Matteo Salvini wanted to be the kingmaker for the new head of state, to pass his maturity test as leader of the center-right, but instead he burned through names like an incinerator. “We’ll decide today,” then tomorrow; “the solution is close,” but not too close.

First there was the list of names that came up on Tuesday with Meloni and Tajani, Pera-Moratti-Nordio, that was dead on arrival. Then the jumble of intermittent statements that he wants a “center-right” figure, claiming primacy in the choice; then opening up to names chosen together with the yellow-reds. He tested the ground with the name of Casellati, then realized that the numbers weren’t there; flirted with Conte on Frattini, reconsidered; then Frattini resurfaced Thursday night, with the predictable rebellion by Letta and Renzi.

One moment he was trying to keep the center-right together, and negotiating with Meloni, then he realized that there was also the government majority that was teetering: he phoned Draghi and Letta, made promises, then reconsidered. On Wednesday, he tested the waters with Professor Sabino Cassese, a proverbial “rabbit from the hat”; on Thursday it was the turn of Ambassador Giampiero Massolo, former head of the intelligence services, now president of Fincantieri: the news of the meeting with him was denied, as with Cassese, but in fact his name appeared on a list from the Lega leader: less politics and more civil society, as per the new order of things. Of course, Massolo met with many reservations, and not only from the PD, about the fact that he was the spy-in-chief. Exactly like Elisabetta Belloni. But there you have it: on Thursday night, this was the name brought to the table by Salvini together with Forza Italia and FdI.

Then there is the case of Casini: several sources confirmed that on Wednesday, Salvini had finalized the deal with Renzi on the former UdC leader, with the OK from Berlusconi. Thursday morning came a complete U-turn: “Casini is someone who was elected with the PD, a proposal from the left.” An astounding realization. It’s not clear whether the Lega reconsidered on its own or if it was Giorgia Meloni who came with the veto.

And so, Thursday saw the beginning of his tour of Rome in search of lawyers and teachers, somewhat reminiscent of the search for the premier in 2018, when, together with Di Maio, he went to knock on the door of none other than Giuseppe Conte. It also leads us to remember the famous intercom conversation in the Pilastro district of Bologna, in January 2020, a few days before the regional elections. And so the legendary phrase “Excuse me, are you a dealer?” has been transformed into memes on social media: “Excuse me, would you like to be President of the Republic?”

An extraordinary amount of confusion, which is partly related to the fear Salvini has of Giorgia Meloni. She is the only one who had put a serious candidate in contention (while the decision of the center-right was to leave their votes blank): her dear friend Guido Crosetto, who took twice as many votes as Fratelli d’Italia (114), including from the Lega.

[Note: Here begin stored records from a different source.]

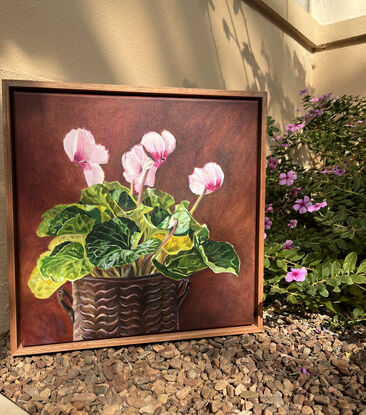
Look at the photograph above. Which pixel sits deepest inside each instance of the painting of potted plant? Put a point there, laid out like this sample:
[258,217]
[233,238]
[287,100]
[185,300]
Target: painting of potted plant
[129,251]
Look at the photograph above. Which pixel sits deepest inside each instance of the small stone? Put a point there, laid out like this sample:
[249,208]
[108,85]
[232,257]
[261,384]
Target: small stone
[73,373]
[220,385]
[175,363]
[183,393]
[215,406]
[239,389]
[191,374]
[45,394]
[321,399]
[114,409]
[84,397]
[79,405]
[163,398]
[107,371]
[249,394]
[101,389]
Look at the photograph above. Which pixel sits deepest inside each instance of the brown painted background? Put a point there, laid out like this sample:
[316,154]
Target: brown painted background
[220,130]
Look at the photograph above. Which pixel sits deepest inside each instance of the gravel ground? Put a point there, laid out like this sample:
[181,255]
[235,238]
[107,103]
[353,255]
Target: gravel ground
[293,367]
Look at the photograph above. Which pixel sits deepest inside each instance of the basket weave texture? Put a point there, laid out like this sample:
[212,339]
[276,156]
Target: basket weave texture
[107,307]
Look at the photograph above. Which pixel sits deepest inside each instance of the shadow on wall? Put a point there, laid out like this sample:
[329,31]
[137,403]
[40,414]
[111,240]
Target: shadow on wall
[278,60]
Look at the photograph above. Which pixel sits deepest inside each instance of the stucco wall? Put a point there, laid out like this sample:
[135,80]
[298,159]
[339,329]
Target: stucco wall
[341,71]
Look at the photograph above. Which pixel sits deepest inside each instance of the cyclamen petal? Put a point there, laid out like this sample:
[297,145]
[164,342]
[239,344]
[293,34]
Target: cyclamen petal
[288,244]
[317,206]
[81,149]
[93,174]
[296,274]
[159,146]
[208,178]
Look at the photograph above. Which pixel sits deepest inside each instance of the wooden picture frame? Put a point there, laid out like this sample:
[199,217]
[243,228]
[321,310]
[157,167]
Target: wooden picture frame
[30,112]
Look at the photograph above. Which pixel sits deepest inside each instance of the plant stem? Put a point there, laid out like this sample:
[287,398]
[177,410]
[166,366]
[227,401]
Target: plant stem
[164,241]
[198,201]
[139,200]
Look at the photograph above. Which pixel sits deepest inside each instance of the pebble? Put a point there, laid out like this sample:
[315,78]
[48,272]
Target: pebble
[250,374]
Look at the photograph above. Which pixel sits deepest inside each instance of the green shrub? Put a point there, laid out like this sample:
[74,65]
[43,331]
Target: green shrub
[317,167]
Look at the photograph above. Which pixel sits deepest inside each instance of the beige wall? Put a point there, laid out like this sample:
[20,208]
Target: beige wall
[181,43]
[341,71]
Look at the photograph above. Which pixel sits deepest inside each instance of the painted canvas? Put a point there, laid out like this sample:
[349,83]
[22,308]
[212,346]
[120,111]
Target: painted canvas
[136,214]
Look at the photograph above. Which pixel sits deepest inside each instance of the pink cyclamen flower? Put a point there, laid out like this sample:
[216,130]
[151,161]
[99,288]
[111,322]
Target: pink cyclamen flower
[277,138]
[287,178]
[159,146]
[272,163]
[267,223]
[288,244]
[292,224]
[337,171]
[302,205]
[296,274]
[317,206]
[135,162]
[292,127]
[81,149]
[208,178]
[295,191]
[269,208]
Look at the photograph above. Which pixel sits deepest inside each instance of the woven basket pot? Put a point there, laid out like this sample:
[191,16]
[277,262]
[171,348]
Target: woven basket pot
[101,308]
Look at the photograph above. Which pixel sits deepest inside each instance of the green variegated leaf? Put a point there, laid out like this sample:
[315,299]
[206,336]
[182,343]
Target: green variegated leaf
[153,197]
[110,244]
[182,265]
[59,216]
[219,256]
[41,287]
[79,224]
[121,195]
[99,195]
[66,263]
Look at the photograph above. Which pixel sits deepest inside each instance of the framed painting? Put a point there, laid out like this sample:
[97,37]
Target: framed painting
[134,215]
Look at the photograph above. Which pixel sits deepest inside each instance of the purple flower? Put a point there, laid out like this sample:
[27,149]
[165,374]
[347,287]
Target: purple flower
[317,206]
[318,113]
[269,208]
[292,224]
[337,171]
[292,127]
[304,371]
[288,244]
[277,138]
[302,205]
[272,163]
[295,191]
[267,223]
[296,274]
[287,178]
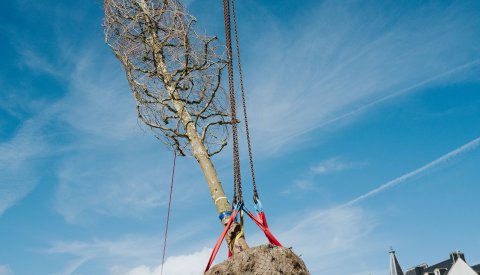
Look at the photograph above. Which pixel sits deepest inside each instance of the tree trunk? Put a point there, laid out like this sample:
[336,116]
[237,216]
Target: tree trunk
[216,190]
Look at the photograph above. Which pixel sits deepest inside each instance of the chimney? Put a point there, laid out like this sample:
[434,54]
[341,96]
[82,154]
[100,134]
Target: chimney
[455,255]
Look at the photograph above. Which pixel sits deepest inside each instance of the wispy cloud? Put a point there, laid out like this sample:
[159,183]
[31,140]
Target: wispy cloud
[328,166]
[5,270]
[336,70]
[455,153]
[332,235]
[188,264]
[331,165]
[26,149]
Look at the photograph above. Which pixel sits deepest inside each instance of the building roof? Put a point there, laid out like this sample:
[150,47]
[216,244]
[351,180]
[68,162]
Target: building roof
[461,268]
[395,268]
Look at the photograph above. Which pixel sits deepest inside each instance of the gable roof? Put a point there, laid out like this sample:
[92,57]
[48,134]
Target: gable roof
[395,268]
[461,268]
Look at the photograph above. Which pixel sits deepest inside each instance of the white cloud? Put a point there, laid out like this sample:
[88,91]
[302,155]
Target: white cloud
[452,154]
[331,165]
[307,77]
[25,149]
[5,270]
[188,264]
[327,239]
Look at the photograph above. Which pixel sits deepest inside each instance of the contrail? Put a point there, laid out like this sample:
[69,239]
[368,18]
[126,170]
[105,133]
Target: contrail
[385,98]
[463,149]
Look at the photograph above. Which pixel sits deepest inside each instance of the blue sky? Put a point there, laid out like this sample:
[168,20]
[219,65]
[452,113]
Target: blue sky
[365,125]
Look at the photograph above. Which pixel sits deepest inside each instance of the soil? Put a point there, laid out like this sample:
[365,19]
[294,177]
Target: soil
[262,260]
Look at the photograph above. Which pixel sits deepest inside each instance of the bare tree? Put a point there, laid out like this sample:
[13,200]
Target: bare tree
[175,76]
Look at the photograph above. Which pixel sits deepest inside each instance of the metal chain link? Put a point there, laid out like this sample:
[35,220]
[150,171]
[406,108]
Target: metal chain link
[247,132]
[238,196]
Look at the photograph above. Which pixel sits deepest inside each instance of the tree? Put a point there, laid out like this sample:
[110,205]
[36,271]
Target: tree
[175,76]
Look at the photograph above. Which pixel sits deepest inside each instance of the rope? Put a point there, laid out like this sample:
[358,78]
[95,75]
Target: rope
[238,197]
[168,212]
[240,75]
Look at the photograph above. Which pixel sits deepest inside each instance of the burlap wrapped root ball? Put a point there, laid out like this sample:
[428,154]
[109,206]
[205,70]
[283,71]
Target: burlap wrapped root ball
[264,259]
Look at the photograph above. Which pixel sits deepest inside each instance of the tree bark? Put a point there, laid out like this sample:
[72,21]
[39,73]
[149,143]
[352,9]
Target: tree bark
[214,185]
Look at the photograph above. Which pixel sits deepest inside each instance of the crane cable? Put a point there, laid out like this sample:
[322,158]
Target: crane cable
[244,104]
[238,196]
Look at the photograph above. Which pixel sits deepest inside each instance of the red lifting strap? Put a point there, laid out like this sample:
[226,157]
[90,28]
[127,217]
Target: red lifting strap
[220,239]
[261,221]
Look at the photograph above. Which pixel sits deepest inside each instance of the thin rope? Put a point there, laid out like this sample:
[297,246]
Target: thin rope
[238,197]
[168,212]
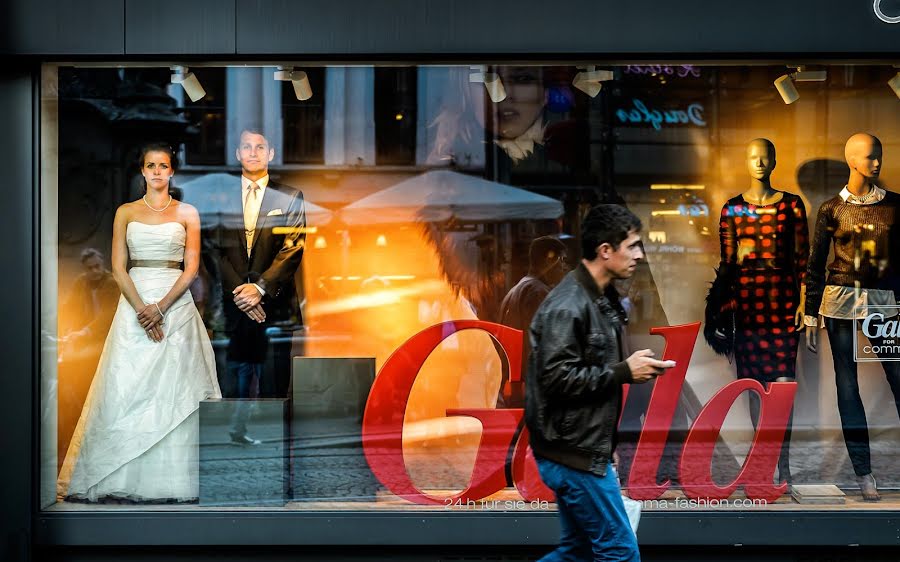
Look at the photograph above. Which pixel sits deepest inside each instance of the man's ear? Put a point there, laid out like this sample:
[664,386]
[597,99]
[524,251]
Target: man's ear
[604,250]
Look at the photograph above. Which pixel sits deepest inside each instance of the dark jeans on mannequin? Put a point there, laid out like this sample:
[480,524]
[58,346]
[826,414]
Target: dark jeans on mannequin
[850,406]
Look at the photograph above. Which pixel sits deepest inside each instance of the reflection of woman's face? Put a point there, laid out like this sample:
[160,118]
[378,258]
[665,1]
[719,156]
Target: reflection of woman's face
[525,99]
[157,169]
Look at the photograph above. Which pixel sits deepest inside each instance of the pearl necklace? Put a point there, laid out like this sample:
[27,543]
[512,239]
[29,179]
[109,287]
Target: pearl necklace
[144,199]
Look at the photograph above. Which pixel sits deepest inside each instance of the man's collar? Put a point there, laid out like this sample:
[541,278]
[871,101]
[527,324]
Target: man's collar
[261,182]
[586,280]
[878,196]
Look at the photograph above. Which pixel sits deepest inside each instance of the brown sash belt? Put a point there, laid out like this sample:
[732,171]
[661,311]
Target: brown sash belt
[163,264]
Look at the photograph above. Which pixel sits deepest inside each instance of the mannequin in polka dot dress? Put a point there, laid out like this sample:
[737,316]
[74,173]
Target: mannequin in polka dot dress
[765,248]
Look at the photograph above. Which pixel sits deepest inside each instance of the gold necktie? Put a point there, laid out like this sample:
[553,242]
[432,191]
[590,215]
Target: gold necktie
[251,210]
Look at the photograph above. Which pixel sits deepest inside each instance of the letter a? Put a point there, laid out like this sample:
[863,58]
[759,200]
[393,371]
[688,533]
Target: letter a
[759,468]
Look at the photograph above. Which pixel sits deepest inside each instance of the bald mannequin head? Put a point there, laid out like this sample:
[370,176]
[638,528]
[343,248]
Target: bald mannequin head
[863,154]
[760,159]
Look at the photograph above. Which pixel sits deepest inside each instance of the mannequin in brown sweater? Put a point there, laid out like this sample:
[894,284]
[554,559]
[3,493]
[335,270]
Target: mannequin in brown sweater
[863,225]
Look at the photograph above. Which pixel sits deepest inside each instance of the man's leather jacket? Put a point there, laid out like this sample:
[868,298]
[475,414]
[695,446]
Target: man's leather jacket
[573,386]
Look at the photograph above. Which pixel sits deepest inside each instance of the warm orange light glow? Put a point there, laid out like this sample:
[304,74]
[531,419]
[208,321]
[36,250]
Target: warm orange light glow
[693,187]
[282,230]
[366,299]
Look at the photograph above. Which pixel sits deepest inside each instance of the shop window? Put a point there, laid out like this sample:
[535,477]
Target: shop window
[395,115]
[304,121]
[206,146]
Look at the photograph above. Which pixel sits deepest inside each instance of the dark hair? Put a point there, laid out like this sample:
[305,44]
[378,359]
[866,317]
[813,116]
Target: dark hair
[542,249]
[606,224]
[158,147]
[89,253]
[253,129]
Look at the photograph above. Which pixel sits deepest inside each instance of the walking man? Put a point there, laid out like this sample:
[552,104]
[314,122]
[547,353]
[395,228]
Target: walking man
[573,390]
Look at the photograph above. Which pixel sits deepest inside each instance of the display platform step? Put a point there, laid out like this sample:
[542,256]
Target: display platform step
[817,494]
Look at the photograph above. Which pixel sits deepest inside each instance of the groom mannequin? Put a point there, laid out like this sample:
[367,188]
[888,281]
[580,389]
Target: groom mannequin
[258,252]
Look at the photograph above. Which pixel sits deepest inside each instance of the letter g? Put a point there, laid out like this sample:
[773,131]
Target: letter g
[868,322]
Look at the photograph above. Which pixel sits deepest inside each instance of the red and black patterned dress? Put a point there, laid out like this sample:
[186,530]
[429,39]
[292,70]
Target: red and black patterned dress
[765,249]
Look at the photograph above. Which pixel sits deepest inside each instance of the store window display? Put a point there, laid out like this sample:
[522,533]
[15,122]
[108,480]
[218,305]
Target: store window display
[397,251]
[860,223]
[764,249]
[137,438]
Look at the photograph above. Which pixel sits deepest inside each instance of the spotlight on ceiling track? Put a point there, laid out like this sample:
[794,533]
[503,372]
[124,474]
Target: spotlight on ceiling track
[192,87]
[589,79]
[894,82]
[491,81]
[785,83]
[298,79]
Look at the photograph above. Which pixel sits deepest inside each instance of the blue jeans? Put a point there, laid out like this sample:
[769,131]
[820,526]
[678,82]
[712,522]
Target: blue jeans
[592,518]
[244,379]
[850,406]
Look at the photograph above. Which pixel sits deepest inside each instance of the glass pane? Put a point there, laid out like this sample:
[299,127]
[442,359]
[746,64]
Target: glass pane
[345,281]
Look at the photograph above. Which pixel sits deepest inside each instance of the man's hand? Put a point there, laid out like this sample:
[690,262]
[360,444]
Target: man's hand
[644,367]
[257,314]
[812,338]
[149,316]
[246,297]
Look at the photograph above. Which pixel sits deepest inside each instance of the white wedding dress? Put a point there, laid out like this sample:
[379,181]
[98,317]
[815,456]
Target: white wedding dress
[138,435]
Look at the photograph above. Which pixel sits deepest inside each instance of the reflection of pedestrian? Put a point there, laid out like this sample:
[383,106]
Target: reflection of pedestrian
[84,320]
[546,266]
[88,310]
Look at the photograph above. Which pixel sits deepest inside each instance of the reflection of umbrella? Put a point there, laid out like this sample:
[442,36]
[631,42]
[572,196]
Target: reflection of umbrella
[209,194]
[440,195]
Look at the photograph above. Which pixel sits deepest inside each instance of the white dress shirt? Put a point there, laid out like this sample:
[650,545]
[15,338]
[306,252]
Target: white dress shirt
[251,205]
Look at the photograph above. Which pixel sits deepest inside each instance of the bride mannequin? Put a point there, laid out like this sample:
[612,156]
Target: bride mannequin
[137,438]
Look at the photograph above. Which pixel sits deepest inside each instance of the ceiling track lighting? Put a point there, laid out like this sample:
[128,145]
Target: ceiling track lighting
[589,79]
[491,81]
[298,79]
[894,82]
[785,83]
[181,75]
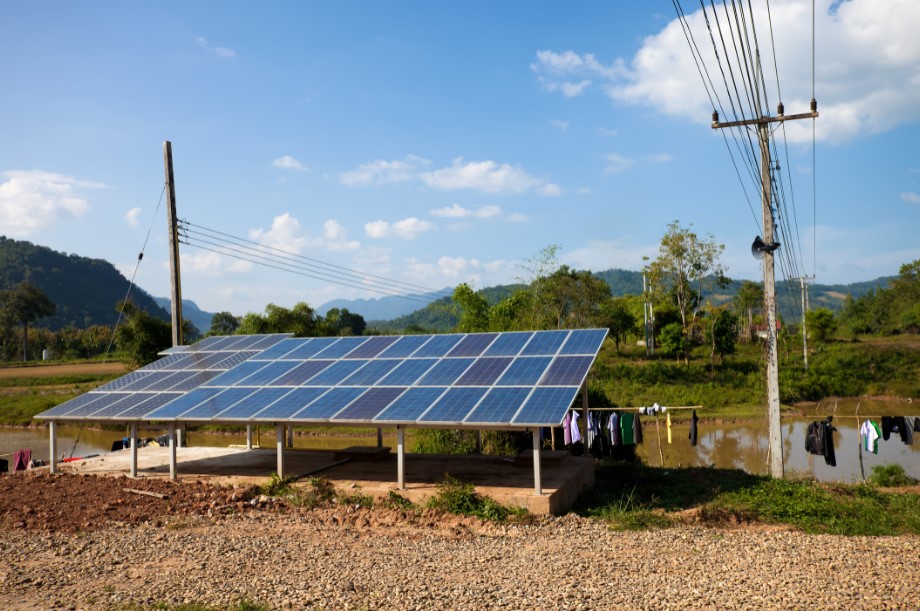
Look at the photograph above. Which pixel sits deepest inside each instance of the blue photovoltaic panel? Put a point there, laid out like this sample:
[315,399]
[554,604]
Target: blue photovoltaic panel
[288,405]
[525,371]
[249,405]
[137,409]
[340,348]
[404,346]
[408,372]
[567,371]
[508,344]
[454,405]
[232,376]
[371,373]
[484,372]
[182,404]
[546,343]
[371,348]
[300,373]
[279,350]
[584,341]
[369,404]
[445,372]
[212,406]
[410,405]
[546,406]
[335,373]
[499,405]
[329,404]
[437,346]
[124,381]
[310,347]
[473,345]
[267,374]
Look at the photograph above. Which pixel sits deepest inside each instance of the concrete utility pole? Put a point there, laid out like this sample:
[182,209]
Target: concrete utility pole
[769,279]
[802,280]
[175,282]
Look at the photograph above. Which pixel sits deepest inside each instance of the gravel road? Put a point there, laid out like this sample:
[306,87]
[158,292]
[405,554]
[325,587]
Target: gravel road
[378,559]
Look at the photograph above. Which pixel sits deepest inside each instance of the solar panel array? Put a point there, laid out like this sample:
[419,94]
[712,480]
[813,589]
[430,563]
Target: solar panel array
[516,379]
[182,370]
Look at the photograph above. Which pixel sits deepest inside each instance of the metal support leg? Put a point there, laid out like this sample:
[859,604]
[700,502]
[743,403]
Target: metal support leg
[171,433]
[537,478]
[133,436]
[401,458]
[52,431]
[279,444]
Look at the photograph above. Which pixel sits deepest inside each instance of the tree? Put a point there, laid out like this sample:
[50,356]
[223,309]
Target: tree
[25,304]
[615,315]
[747,301]
[687,265]
[224,323]
[821,324]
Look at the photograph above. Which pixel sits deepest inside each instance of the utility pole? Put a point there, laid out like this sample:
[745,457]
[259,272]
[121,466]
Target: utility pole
[769,278]
[802,280]
[175,282]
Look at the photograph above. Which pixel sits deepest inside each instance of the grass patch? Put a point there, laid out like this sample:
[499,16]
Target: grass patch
[461,498]
[629,496]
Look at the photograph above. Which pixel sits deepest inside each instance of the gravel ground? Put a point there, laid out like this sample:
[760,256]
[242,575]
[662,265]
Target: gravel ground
[380,559]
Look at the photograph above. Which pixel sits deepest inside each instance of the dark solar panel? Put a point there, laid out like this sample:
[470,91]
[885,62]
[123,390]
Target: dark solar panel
[567,371]
[484,372]
[498,406]
[329,404]
[454,405]
[445,372]
[546,406]
[369,404]
[410,405]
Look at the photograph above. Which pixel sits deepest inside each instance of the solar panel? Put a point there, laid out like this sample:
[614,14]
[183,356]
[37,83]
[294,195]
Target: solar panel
[515,380]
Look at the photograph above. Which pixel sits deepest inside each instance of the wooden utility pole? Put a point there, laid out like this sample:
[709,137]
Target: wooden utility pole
[769,278]
[175,282]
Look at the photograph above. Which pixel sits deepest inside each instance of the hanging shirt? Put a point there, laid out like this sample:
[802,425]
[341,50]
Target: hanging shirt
[576,433]
[869,434]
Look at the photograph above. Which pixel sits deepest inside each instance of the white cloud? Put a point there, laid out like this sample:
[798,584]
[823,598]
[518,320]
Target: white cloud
[458,212]
[131,216]
[485,176]
[379,172]
[867,75]
[406,229]
[289,163]
[617,163]
[219,52]
[32,200]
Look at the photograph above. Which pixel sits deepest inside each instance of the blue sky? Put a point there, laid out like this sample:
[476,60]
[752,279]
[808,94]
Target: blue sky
[436,143]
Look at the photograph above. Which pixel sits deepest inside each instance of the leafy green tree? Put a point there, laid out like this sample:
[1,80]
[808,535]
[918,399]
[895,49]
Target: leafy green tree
[821,324]
[616,316]
[747,301]
[687,266]
[25,304]
[224,323]
[141,336]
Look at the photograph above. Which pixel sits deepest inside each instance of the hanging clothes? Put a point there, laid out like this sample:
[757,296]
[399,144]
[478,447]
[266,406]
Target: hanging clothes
[576,433]
[869,434]
[693,432]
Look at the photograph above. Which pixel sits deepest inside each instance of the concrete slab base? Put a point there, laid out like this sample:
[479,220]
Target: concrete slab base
[503,479]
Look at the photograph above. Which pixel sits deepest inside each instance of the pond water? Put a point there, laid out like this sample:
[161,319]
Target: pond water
[734,445]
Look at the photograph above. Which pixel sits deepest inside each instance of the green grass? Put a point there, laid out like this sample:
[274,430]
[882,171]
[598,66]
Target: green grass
[631,496]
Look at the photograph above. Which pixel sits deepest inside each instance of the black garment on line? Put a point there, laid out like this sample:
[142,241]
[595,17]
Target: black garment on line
[693,431]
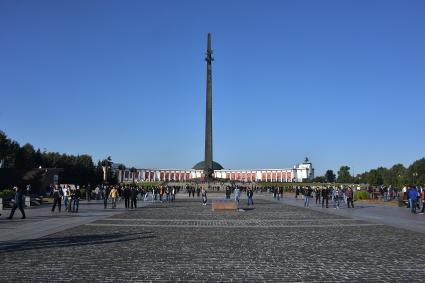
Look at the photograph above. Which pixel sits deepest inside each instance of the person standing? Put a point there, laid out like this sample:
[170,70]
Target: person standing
[133,201]
[423,201]
[126,195]
[18,202]
[350,197]
[105,197]
[228,192]
[237,195]
[57,198]
[76,199]
[317,195]
[325,197]
[65,196]
[307,195]
[250,194]
[114,196]
[204,196]
[413,195]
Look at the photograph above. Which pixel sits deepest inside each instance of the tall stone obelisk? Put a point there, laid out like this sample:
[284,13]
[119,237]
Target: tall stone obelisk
[208,162]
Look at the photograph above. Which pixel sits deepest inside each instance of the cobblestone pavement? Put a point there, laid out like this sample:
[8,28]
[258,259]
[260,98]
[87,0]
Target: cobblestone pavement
[186,241]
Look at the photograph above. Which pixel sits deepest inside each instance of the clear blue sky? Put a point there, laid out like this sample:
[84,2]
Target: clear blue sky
[341,82]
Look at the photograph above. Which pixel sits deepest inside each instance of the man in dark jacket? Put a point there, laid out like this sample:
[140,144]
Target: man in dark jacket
[325,197]
[57,194]
[18,203]
[133,201]
[126,195]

A blow to the self-confidence of the self-styled Captain, a vivid demonstration that if people want it, they can hurt him in the secret of the ballot box.

His fellow party members do not know what to do: “Salvini told us to be calm because everything is fine,” explained Giancarlo Giorgetti, after yet another Lega meeting, between resignation and irony. He was waiting on the sidelines, along with the powerful governors of the north, for “Matteo” to resign himself to Draghi after all. Difficult, unlikely, but possible. However, he did not give up. And the unrestrained and seemingly aimless bursts of activity have one thin logical thread running through them: finding a way to say no to Draghi.

Is it just a matter of the scant reassurances offered by the Prime Minister on the new government to come? Certainly. But there is more to it than that. To say yes to Draghi would have been a defeat for the Lega. Even within the party. It would be the acknowledgment of the failure of Operation Kingmaker. The failure of Salvini’s maturity test.

And after all, as the days passed, the flailing of the leader of the Lega ended up pushing things toward the most natural solutions: Mario Draghi or Sergio Mattarella. Inertia prevailed.

This article has been updated to reflect the election of Sergio Mattarella to a second presidency.